El electricista de 35 años que sufrió graves quemaduras tras la explosión de un medidor eléctrico en el centro de la ciudad evoluciona favorablemente, de acuerdo con la información brindada este miércoles por sus familiares.
Como parte del seguimiento médico, el hombre fue sometido a nuevos estudios para controlar la evolución de las lesiones. Además, un especialista en oftalmología evaluó posibles secuelas en uno de sus ojos a raíz del accidente.
Aunque la familia optó por no brindar mayores precisiones sobre su estado de salud, confirmó que la recuperación continúa de manera positiva y que el paciente sigue con el tratamiento de forma ambulatoria desde su vivienda, acompañado por sus allegados.
El hecho ocurrió días atrás mientras realizaba una conexión eléctrica particular en un comercio situado en la esquina de las calles 7 y 10. Según la información policial, la explosión se produjo cuando trabajaba sobre un medidor por pedido del propietario del local.

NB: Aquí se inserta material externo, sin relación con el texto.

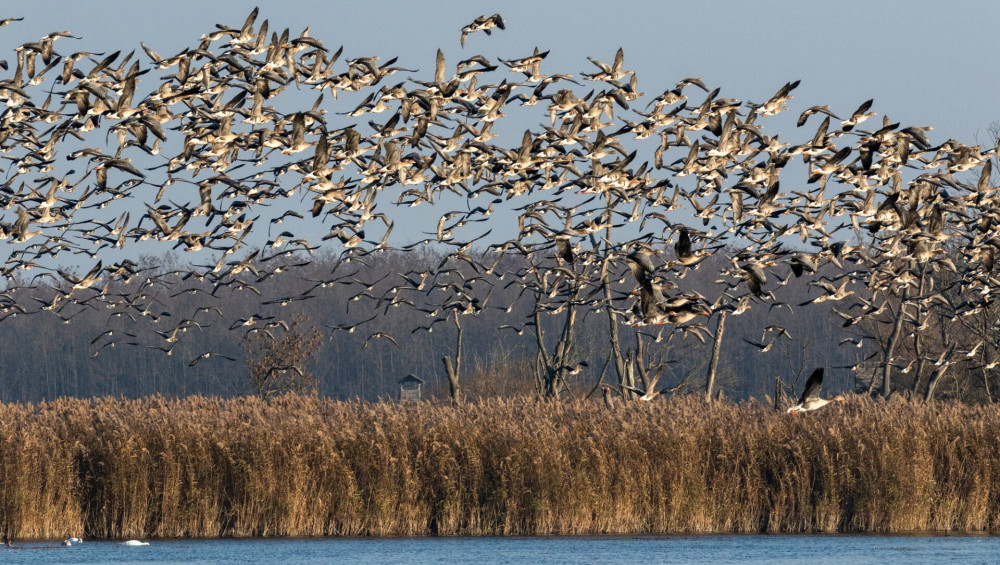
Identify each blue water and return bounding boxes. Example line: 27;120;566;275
0;535;1000;565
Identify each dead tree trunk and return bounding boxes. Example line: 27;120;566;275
705;310;728;402
443;311;462;405
882;288;907;398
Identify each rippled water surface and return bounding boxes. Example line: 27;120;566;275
0;535;1000;565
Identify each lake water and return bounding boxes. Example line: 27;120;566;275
0;535;1000;565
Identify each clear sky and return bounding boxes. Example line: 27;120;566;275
9;0;1000;144
0;0;1000;256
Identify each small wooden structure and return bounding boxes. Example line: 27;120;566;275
399;374;424;402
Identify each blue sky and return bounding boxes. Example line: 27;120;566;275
0;0;1000;256
0;0;1000;143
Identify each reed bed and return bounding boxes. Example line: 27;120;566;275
0;396;1000;539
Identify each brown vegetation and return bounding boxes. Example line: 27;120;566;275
0;395;1000;539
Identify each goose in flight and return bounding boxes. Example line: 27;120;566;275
786;367;846;414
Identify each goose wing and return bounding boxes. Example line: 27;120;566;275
799;367;823;404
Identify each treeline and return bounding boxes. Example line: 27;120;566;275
0;250;868;402
0;395;1000;540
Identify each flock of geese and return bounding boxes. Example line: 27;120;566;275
0;9;1000;400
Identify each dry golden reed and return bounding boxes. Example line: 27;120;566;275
0;395;1000;539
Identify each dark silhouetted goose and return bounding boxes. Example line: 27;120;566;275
786;367;845;414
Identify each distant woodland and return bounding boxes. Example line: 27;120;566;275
0;247;867;401
0;9;1000;406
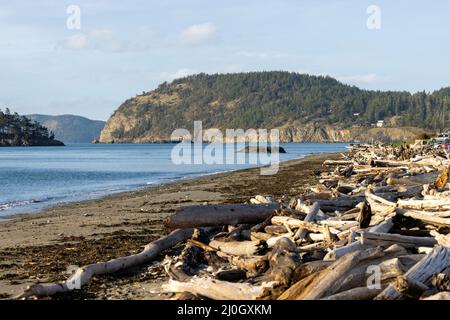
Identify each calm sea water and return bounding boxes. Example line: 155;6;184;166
0;143;346;217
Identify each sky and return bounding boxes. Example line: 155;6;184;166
0;0;450;120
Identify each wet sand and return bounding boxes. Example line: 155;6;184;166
0;154;338;299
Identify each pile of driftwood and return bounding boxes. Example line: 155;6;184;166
15;145;450;300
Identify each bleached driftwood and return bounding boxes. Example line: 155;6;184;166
162;277;270;300
294;202;320;242
209;240;267;256
166;204;278;229
17;229;194;299
397;199;450;211
376;246;450;300
272;216;323;232
320;286;384;300
280;248;385;300
397;209;450;227
361;231;437;248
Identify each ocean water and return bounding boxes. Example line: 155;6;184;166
0;143;347;218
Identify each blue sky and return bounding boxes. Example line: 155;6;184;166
0;0;450;120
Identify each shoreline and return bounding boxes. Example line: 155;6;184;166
0;151;330;223
0;153;338;299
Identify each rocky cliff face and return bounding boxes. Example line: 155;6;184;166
99;73;430;143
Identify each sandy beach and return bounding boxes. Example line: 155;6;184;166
0;154;337;299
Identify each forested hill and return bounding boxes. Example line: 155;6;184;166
0;108;64;147
27;114;105;143
100;72;450;142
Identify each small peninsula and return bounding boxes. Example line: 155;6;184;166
0;108;64;147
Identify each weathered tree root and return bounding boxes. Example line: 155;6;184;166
16;229;193;299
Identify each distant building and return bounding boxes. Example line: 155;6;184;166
377;120;384;128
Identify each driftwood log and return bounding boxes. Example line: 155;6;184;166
166;204;278;229
17;229;194;299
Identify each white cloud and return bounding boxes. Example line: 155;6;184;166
64;29;123;51
181;23;217;45
160;68;196;81
337;73;380;84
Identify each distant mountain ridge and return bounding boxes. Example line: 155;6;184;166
100;71;450;143
0;108;64;147
27;114;105;143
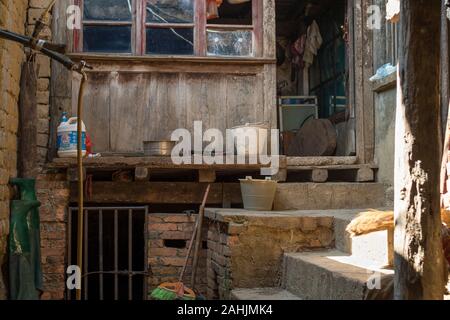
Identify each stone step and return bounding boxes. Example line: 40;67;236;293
274;183;386;211
282;250;393;300
334;209;394;267
231;288;301;301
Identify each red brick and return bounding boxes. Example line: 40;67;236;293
159;257;188;267
149;248;183;257
160;231;191;240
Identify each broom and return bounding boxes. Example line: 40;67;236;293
150;185;211;300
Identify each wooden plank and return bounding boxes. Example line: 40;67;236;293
311;169;328;183
356;166;375;182
134;167;150;181
272;169;288;182
257;0;276;59
70;53;276;65
70;181;241;206
78;73;114;152
198;170;216;183
67;168;86;182
360;1;375;163
47;157;283;170
109;72;146;152
226;76;264;128
263;65;278;129
394;0;448;300
286;157;358;167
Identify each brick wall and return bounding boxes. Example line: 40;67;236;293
0;0;28;300
148;214;207;295
36;174;70;300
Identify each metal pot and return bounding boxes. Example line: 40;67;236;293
144;140;176;157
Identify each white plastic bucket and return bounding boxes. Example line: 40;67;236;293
58;117;86;158
239;177;277;211
231;123;270;156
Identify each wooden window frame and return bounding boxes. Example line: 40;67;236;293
73;0;264;60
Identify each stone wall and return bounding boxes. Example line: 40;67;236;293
207;209;334;300
36;174;70;300
148;214;207;295
26;0;52;168
0;0;28;300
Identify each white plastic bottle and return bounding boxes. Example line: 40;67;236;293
58;117;86;158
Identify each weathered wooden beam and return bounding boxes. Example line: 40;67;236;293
47;156;286;170
134;167;150;181
18;60;38;178
198;170;216;183
67;168;86;182
70;181;242;207
394;0;447;300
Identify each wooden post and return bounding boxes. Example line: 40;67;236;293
394;0;446;300
18;57;38;178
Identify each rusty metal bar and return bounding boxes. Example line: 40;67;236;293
143;207;148;300
98;209;104;300
128;209;133;300
66;208;72;300
83;210;89;300
67;206;148;300
114;209;119;300
67;208;72;272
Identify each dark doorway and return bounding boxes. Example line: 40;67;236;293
68;207;148;300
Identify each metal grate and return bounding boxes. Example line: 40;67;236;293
68;206;148;300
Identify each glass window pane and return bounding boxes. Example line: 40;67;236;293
83;26;131;53
207;29;253;57
146;28;194;55
146;0;194;23
83;0;132;21
206;0;253;25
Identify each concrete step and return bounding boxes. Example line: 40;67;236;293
274;183;386;211
231;288;301;301
282;250;393;300
334;209;394;267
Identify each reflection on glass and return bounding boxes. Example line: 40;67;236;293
147;0;194;23
146;28;194;55
83;26;131;53
84;0;132;21
207;29;253;57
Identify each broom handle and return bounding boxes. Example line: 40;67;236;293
179;185;211;282
178;218;198;282
191;184;211;290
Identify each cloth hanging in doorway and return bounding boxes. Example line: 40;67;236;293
303;20;323;67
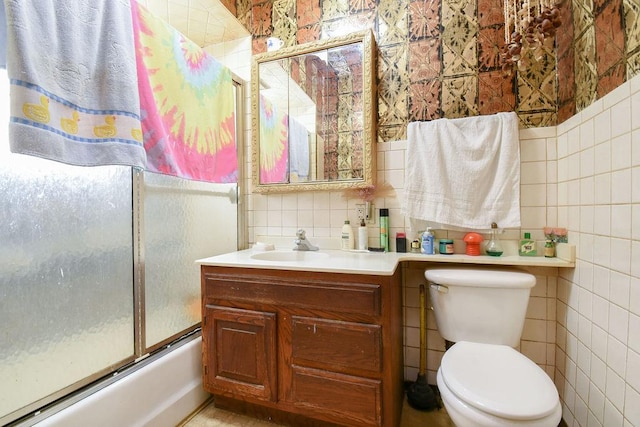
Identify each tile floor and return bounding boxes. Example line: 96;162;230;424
179;398;454;427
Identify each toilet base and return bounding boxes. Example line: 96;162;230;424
437;369;562;427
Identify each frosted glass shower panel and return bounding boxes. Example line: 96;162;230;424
144;172;238;348
0;160;134;424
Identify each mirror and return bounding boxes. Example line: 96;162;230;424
251;30;377;193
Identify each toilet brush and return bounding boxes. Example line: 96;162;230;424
407;285;440;411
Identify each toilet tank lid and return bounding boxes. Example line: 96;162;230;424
440;341;559;420
424;267;536;288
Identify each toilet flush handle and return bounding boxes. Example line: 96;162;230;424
429;283;449;294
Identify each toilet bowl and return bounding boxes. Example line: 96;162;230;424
425;266;562;427
437;341;562;427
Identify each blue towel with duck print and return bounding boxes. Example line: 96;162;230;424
5;0;146;167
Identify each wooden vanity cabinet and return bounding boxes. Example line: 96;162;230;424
202;266;404;426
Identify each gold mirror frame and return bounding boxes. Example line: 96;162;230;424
251;30;377;193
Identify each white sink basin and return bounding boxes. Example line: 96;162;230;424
251;250;329;262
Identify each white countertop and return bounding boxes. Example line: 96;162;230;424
196;245;575;276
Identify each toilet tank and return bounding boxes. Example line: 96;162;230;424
425;266;536;347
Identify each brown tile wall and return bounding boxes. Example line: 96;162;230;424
225;0;640;142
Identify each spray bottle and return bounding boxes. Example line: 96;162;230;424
420;227;435;255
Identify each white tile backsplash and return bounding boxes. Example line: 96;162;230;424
216;31;640;427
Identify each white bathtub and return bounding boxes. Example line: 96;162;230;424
35;337;209;427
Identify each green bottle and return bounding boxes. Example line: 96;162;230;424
380;209;389;252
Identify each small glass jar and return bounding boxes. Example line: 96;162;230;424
438;239;453;255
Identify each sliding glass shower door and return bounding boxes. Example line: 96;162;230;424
0;159;134;424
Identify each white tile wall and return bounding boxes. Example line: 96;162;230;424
555;77;640;427
212;28;640;427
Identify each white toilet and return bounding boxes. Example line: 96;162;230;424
425;267;562;427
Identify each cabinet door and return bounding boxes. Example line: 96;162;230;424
203;305;277;401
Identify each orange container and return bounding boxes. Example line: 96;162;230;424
464;233;484;256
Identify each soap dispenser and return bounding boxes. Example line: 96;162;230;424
485;222;502;256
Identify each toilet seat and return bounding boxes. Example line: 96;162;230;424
440;341;559;420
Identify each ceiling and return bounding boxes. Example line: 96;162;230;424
138;0;249;47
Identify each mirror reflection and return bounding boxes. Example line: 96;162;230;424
252;31;375;192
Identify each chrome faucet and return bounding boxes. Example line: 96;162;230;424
293;228;320;251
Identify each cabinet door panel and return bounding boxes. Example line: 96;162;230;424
292;367;382;426
291;316;382;374
203;305;277;401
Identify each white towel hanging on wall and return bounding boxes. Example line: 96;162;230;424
402;112;520;230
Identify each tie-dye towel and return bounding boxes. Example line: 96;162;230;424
5;0;146;167
131;0;238;182
260;95;289;184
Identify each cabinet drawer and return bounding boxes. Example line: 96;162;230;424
291;316;382;373
204;273;381;316
292;367;382;426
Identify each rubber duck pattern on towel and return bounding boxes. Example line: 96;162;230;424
11;80;142;144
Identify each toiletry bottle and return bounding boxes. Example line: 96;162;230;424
420;227;435;255
358;218;369;251
380;209;389;252
396;231;407;253
518;233;537;256
544;239;556;258
341;219;355;251
485;222;502;256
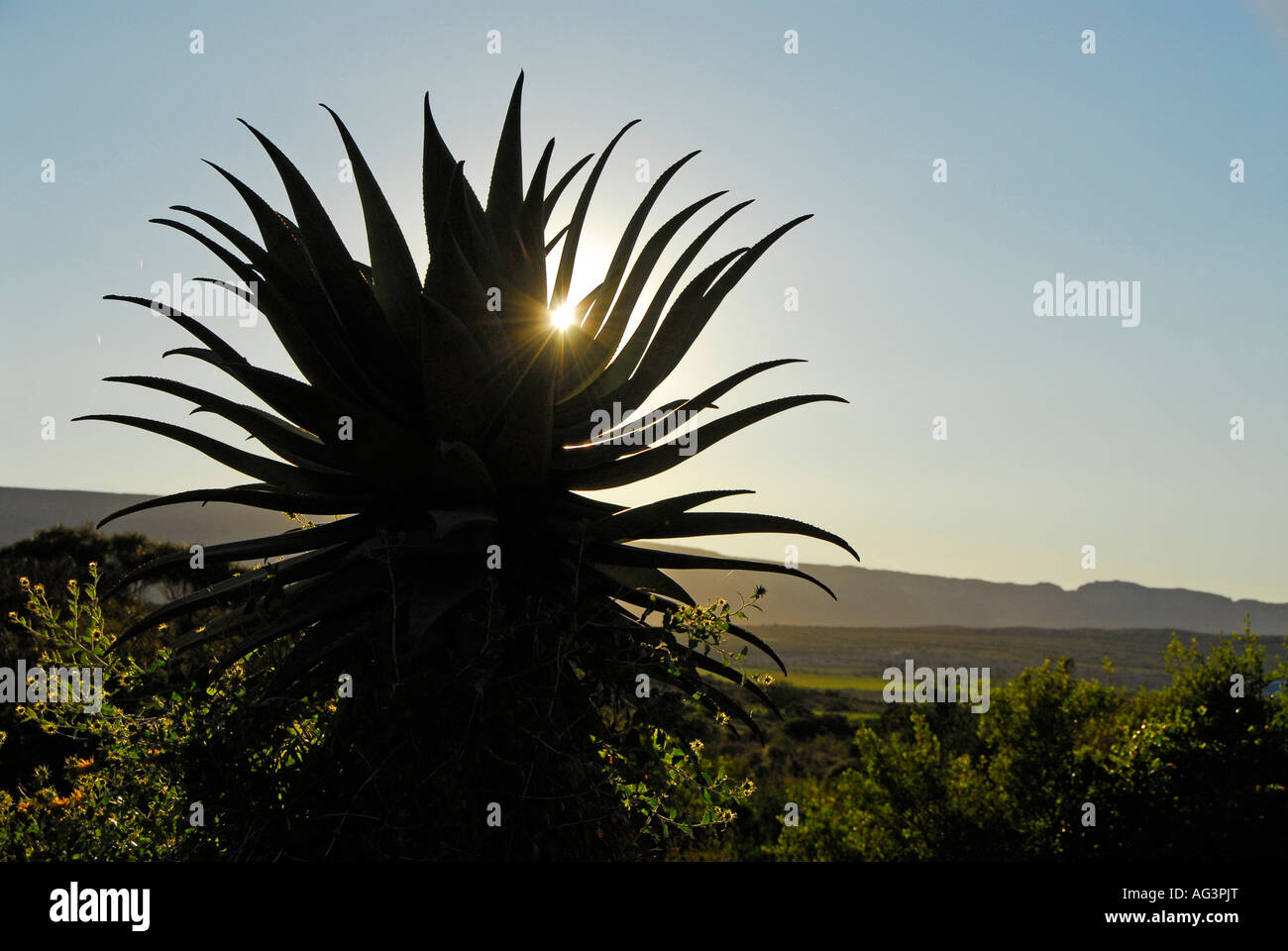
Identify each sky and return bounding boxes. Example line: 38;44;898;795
0;0;1288;601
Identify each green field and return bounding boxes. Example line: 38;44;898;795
746;625;1288;694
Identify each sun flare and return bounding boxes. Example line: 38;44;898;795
550;304;577;330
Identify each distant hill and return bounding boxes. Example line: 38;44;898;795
0;488;1288;637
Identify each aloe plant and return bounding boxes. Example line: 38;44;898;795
81;73;858;729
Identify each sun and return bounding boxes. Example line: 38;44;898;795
550;304;577;330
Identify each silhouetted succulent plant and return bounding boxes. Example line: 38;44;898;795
82;74;858;737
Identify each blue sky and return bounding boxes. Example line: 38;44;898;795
0;0;1288;601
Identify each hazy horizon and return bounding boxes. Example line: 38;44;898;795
0;0;1288;603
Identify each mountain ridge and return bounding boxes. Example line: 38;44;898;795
0;487;1288;637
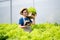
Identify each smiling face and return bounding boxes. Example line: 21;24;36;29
23;10;28;17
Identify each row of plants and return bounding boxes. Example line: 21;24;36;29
0;23;60;40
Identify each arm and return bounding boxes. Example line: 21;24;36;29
19;18;26;28
19;25;26;28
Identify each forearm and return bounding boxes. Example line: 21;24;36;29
32;19;35;24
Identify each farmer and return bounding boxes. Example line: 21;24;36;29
19;8;35;32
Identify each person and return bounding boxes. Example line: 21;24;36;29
19;8;35;32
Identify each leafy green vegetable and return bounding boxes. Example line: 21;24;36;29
0;23;60;40
28;7;36;15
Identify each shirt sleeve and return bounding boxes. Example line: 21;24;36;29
19;18;24;26
30;19;32;23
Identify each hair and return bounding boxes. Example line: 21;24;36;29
20;8;28;15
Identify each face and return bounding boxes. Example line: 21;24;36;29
23;10;28;16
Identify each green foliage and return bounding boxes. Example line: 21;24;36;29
28;7;36;14
0;23;60;40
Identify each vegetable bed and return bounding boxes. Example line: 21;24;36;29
0;23;60;40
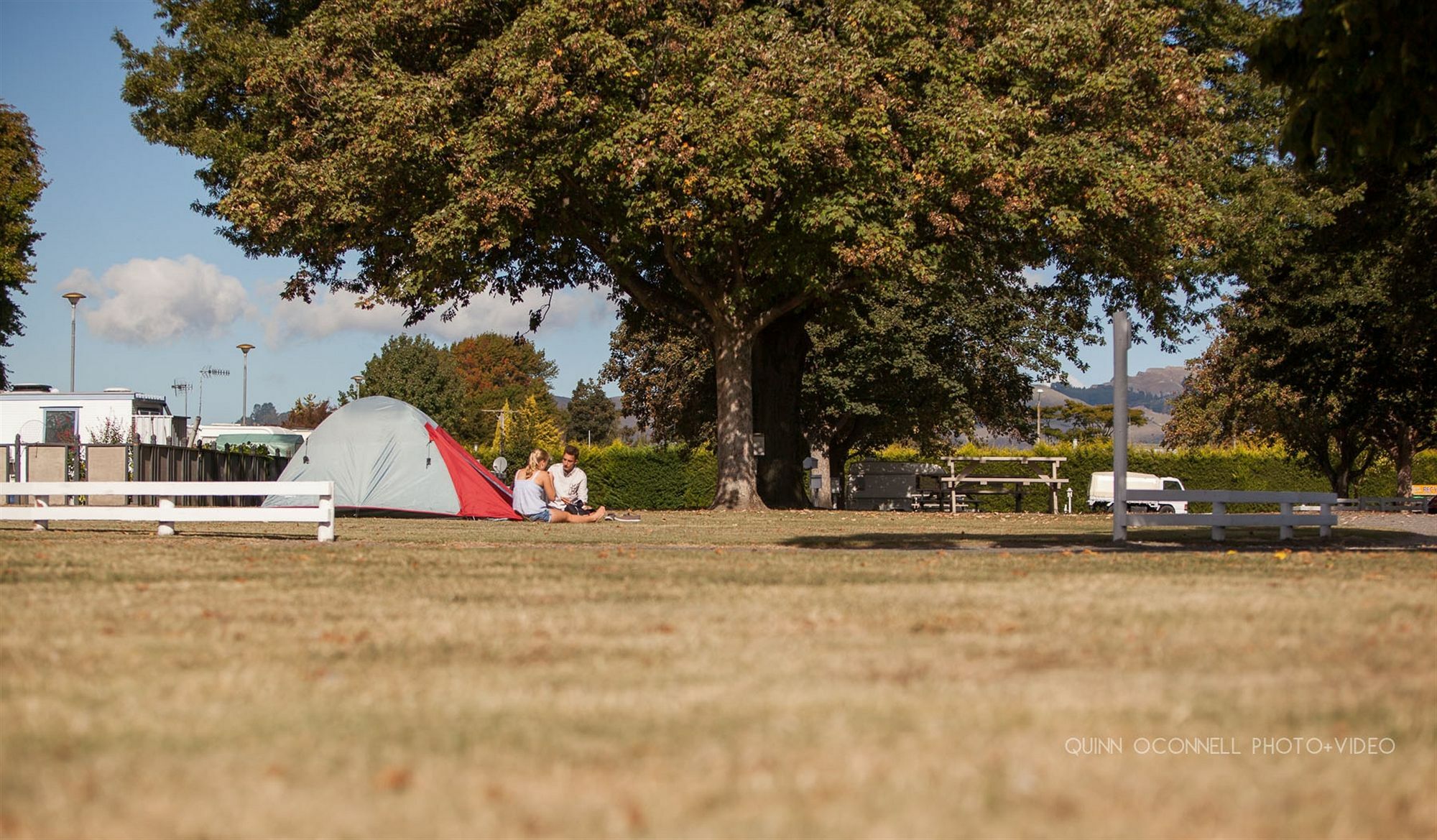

Tras el incidente, fue asistido por personal sanitario y trasladado al Hospital «4 de Junio», donde los médicos diagnosticaron quemaduras tipo AB en el rostro, el cuello y la mano izquierda. Luego de recibir las curaciones y el tratamiento correspondiente, fue dado de alta para continuar con la recuperación fuera del hospital.
En el lugar también trabajó personal de la División Criminalística, que llevó adelante las pericias para establecer cómo se produjo el accidente. Por su parte, operarios de Secheep retiraron el medidor del inmueble al constatar que el suministro eléctrico registraba una deuda por falta de pago.